Reggie was wise enough to see that he needed some string to unite his many interests and give some sort of continuity to his life. So he was on the look-out for a regular job, occasionally found one, and invariably lost it. Then he decided that his avocation lay in the sale of old books. He had always been rather bookish, and had picked up a good deal of general information on the subject. It fitted in perfectly with his other tastes and the general tenour of his existence. He took to frequenting sales, cultivated dealers and collectors, enlarged his American acquaintance, and on a country-house visit made a point of investigating the library.

So at the time of the Flambard Whitsuntide party he had started in a modest way as a dealer in old books, specialising in the English seventeenth century. He had had a few successes, and was full of hope. Here was a profession which in no way interfered with his rule of life, was entrancing in itself, and might repair the ravages which the revenue authorities were making in his private income.

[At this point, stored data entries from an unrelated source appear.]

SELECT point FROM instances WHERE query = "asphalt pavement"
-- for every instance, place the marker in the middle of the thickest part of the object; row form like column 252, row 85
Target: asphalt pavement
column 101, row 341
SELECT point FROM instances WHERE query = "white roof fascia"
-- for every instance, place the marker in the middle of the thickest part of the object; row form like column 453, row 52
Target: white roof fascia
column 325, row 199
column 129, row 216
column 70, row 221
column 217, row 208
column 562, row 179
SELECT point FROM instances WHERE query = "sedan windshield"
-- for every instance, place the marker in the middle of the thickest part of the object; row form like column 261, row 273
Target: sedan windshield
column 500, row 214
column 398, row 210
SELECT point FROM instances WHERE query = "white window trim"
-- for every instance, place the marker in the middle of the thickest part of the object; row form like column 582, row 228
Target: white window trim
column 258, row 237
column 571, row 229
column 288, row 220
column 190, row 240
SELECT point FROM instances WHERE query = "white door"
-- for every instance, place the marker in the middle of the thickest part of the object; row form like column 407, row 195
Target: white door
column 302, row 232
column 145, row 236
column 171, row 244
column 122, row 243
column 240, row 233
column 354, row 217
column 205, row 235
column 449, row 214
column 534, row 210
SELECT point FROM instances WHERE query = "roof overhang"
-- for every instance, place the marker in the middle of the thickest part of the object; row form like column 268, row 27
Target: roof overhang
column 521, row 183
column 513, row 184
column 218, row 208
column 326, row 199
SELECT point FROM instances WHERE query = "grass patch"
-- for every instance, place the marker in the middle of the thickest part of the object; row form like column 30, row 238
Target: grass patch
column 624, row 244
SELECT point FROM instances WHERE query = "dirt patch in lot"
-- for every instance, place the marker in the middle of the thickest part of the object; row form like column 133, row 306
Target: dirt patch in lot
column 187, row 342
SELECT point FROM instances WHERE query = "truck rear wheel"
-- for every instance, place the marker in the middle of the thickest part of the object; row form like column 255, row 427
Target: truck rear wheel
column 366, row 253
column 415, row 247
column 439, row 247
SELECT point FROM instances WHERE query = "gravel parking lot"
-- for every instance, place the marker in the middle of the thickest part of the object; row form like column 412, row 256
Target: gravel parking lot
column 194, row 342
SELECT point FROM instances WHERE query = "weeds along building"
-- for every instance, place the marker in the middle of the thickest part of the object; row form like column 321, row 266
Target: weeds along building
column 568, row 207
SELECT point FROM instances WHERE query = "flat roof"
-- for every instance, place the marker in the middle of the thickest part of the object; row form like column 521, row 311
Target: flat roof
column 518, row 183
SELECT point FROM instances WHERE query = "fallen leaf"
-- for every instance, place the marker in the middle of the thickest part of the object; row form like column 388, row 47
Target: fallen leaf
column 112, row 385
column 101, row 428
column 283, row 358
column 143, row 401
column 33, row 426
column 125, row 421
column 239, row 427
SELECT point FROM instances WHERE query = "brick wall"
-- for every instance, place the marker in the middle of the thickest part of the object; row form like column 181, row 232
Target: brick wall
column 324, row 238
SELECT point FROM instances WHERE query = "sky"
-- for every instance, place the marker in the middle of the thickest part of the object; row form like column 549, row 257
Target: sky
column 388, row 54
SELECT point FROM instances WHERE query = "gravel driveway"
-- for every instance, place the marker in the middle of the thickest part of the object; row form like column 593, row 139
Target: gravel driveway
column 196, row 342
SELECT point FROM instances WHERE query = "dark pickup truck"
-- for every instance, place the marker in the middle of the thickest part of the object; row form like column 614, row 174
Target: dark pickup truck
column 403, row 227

He came to lunch with me in London in July, and I realised that the impression made by Moe was fast disappearing. "Terrible business," said Reggie. "I'm hanged if I quite know what happened, for, looking back, I think we were all asleep. Oh, I read The Times all right. It said I had started off to a place called Yucatan with an expedition. Rotten idea!"

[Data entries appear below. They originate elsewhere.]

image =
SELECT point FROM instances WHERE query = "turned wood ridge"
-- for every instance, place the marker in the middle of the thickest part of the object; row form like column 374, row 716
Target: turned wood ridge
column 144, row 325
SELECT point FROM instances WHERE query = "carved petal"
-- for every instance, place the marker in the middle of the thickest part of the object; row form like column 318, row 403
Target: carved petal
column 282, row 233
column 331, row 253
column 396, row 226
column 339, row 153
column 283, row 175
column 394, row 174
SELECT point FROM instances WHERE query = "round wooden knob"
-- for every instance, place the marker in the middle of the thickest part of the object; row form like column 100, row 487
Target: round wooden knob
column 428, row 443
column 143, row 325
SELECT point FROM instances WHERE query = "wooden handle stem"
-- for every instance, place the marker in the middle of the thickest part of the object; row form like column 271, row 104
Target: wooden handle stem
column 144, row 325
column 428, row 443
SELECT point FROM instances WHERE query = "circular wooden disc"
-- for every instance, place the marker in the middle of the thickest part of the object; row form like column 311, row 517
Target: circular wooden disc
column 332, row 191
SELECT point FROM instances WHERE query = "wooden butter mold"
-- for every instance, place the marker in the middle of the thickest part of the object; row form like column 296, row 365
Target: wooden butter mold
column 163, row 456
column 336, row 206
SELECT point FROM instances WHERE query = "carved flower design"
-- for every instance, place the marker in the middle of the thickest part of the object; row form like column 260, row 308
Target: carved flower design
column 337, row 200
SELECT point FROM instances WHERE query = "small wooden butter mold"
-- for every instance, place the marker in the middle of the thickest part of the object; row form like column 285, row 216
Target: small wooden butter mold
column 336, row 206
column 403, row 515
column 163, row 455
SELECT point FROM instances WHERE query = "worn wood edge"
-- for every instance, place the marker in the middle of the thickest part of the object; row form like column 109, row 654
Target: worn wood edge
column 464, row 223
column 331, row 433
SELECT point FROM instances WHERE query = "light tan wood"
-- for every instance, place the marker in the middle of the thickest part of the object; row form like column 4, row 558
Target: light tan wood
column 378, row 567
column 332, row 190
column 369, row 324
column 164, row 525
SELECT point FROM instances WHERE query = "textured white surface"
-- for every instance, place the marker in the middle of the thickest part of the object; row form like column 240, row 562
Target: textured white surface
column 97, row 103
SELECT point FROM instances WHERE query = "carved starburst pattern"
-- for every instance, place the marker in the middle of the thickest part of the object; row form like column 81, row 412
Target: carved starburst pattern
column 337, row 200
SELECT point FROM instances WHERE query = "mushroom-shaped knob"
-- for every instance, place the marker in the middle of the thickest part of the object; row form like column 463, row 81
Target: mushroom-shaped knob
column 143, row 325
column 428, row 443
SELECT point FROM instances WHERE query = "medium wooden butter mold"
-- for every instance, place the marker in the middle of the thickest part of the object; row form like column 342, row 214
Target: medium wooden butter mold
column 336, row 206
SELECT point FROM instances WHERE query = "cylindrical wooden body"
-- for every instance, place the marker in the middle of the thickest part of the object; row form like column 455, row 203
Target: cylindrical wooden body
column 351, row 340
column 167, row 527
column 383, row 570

I asked him if he believed in the reality of his vision.

"Of course," he replied. "I can't explain how—no one can, except poor old Moe, and he's dead—but I read the words in the paper as clearly as I am seeing you."

"You think they are true—will be true?"

"I think that they will appear in The Times of June tenth next year. True in that sense. But not true in the sense that I shall have gone to Yucatan.

Catch me doing anything so idiotic! Forewarned, forearmed, you know."

And Reggie plunged into an account of the pirated pre-first edition of the Religio Medici, of which he had heard of a copy.

2

Chapter

So he went off to Scotland for the Twelfth, quite easy in his mind. He rarely thought about the Moe business, and, when he did, it was only to reflect with some amusement that in ten months' time an eminent newspaper would be badly out in its facts. But he was thinking a great deal about Pamela Brune.

We have all our own Scotlands, and Reggie's was not mine, so we never met north of the Tweed. He would have abhorred the rougher kind of deer forest, for he would never have got up the mountains, and he was no salmon fisherman. The kind of place he liked was a civilised country house where the comforts of life were not forgotten. He was a neat shot at driven grouse, and loved a day on a mild moor where you motored to the first butts and had easy walks to the others. He liked good tennis and golf to be available on by-days, and he liked a large house-party with agreeable women. Reggie was the very opposite of the hard-bitten sportsman; sport was for him only one of the amenities of life, a condi-ment which should not be taken by itself, but which in combination gave flavour to the dish. So he selected his visits carefully, and was rarely disappointed.